The truth of the matter is that hand sanitizer exposure cases have been through the roof. Are there any long-term effects from this? That was a question I had, so I decided to dive into the research, and what I found was shocking.
Please take a few minutes to learn what I uncovered along with some tips for proper sanitization going forward.
It’s no secret that we’ve been battling a global pandemic for over a year now. Within a week of it hitting the U.S., stores were overwhelmingly sold out of three products: toilet paper, home cleaner, and hand sanitizer.
After all, at the time, we weren’t sure if COVID-19 lived on surfaces or not, and we also weren’t sure if it was a major cause of the spread, so we used every precaution possible.
As a result, we cleaned every surface possible and also used unprecedented amounts of hand sanitizer as an extra precaution.
We used so much, in fact, that in the first five months of 2020, the American Association of Poison Control Center reported 9,504 alcoholic hand sanitizer exposure cases in children ages 12 and younger.
Moreover, studies have confirmed that even just a small amount of alcohol exposure can cause alcohol poisoning in children. The result? Confusion, vomiting, and drowsiness—and in severe cases, it can lead to respiratory arrest and death.
Another concern regarding the increased use of hand sanitizer? According to research, the frequent use of hand sanitizers has increased our risk of experiencing anti-microbial resistance and, as a result, actually increases our risk of catching other viral diseases! 

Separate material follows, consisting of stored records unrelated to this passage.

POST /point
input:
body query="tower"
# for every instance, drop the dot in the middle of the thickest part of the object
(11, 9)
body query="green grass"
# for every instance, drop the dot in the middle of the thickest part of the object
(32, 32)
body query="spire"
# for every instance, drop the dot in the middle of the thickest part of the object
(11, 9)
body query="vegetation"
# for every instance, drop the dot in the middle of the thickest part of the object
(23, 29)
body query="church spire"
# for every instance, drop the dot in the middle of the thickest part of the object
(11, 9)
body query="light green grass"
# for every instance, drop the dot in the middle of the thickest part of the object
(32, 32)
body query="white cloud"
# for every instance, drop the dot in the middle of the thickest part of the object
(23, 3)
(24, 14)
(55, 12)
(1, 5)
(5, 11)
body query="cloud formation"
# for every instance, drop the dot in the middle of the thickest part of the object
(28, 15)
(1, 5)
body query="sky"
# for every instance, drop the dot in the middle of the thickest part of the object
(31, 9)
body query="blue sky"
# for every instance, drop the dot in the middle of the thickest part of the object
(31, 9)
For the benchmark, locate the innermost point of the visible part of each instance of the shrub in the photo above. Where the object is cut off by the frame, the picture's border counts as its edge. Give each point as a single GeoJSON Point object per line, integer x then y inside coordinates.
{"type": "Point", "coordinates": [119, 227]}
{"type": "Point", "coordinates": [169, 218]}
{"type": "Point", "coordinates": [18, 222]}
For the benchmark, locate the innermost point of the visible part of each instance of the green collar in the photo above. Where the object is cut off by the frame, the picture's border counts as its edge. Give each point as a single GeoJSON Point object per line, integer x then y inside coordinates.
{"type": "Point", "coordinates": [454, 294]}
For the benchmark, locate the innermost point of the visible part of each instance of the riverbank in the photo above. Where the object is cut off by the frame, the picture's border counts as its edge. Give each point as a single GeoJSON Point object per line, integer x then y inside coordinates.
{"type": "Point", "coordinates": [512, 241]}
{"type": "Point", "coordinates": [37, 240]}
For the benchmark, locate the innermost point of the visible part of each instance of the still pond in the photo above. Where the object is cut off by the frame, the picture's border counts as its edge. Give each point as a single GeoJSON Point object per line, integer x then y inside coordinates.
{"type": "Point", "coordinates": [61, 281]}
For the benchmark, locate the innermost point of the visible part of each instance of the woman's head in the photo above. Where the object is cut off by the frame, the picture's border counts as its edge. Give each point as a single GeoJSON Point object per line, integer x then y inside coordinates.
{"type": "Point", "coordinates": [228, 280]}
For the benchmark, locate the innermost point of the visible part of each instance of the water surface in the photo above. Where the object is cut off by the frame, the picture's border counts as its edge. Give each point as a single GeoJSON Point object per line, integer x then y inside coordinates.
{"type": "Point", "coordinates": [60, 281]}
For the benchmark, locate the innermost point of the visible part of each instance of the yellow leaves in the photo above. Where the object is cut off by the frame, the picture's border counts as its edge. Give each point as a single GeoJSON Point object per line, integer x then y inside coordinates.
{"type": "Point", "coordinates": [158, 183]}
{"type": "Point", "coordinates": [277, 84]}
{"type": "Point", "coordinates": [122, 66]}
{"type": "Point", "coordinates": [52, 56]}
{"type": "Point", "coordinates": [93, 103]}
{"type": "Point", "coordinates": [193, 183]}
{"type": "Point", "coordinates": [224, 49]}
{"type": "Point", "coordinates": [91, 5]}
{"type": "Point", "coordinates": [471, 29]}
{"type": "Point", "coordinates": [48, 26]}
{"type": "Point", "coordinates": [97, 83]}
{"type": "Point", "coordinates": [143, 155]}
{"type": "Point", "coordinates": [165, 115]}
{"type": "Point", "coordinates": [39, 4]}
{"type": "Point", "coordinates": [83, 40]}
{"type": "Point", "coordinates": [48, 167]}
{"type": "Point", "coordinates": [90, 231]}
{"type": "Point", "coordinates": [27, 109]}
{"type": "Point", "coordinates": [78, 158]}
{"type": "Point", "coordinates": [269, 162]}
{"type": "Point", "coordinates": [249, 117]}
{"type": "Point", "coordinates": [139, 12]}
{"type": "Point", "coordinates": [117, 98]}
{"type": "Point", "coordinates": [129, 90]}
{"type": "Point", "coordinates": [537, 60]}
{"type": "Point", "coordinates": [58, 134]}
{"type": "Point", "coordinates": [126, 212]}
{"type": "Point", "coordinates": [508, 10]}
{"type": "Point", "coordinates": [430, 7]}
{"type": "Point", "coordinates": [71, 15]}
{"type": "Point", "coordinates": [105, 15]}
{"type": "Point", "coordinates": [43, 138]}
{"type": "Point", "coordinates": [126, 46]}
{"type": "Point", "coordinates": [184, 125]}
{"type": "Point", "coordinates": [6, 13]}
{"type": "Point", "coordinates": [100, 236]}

In fact, the alcohol in hand sanitizer is known to dry out your skin, causing damage that increases your risk of having a virus enter into your skin. 
Additionally, a 2011 survey of 160 care facilities revealed that facilities who used hand sanitizers were six times more likely to experience norovirus outbreaks than those who used soap and water. 
Now, we know that COVID-19 numbers are down significantly, though a few cases are still circulating. And now we have new strains causing some concern.  So what does this mean for proper sanitization? Let’s take a look at the research and discuss what you should be doing going forward.
Here are a few science-backed tips for proper sanitization as we move forward.
As the study above revealed, using soap and water is not only superior to hand sanitizer, but it’s also safer due to the lack of alcohol. So, if you’re in a place where you can access soap and water, don’t simply choose the easier option of hand sanitizer.
To practice proper sanitization, save the hand sanitizer for when you know you can’t access soap and water.
When it comes to proper sanitization, one thing I like to do is make my own hand sanitizer so I know exactly what’s in it.
While my recipe does call for alcohol, if I know I’m going to be using it frequently, I sub out the alcohol for water.
You’ll still get anti-microbial protection from the tea tree oil, which has been shown to kill many microbes. Plus, the omission of alcohol makes it kid-friendly.
As we learned from the studies above, one of the big risks of using too much hand sanitizer is that it dries out the skin, causing it to crack and allow for more viral penetration via your skin.
One thing I recommend doing for proper sanitization is applying moisturizer after using hand sanitizer to mitigate this effect.
My personal favorite moisturizer is coconut oil. It’s not only an amazing moisturizer but it’s also known for its anti-microbial properties, meaning it offers even more protection against pathogens. Just a tiny bit will do, too, because a little goes a long way.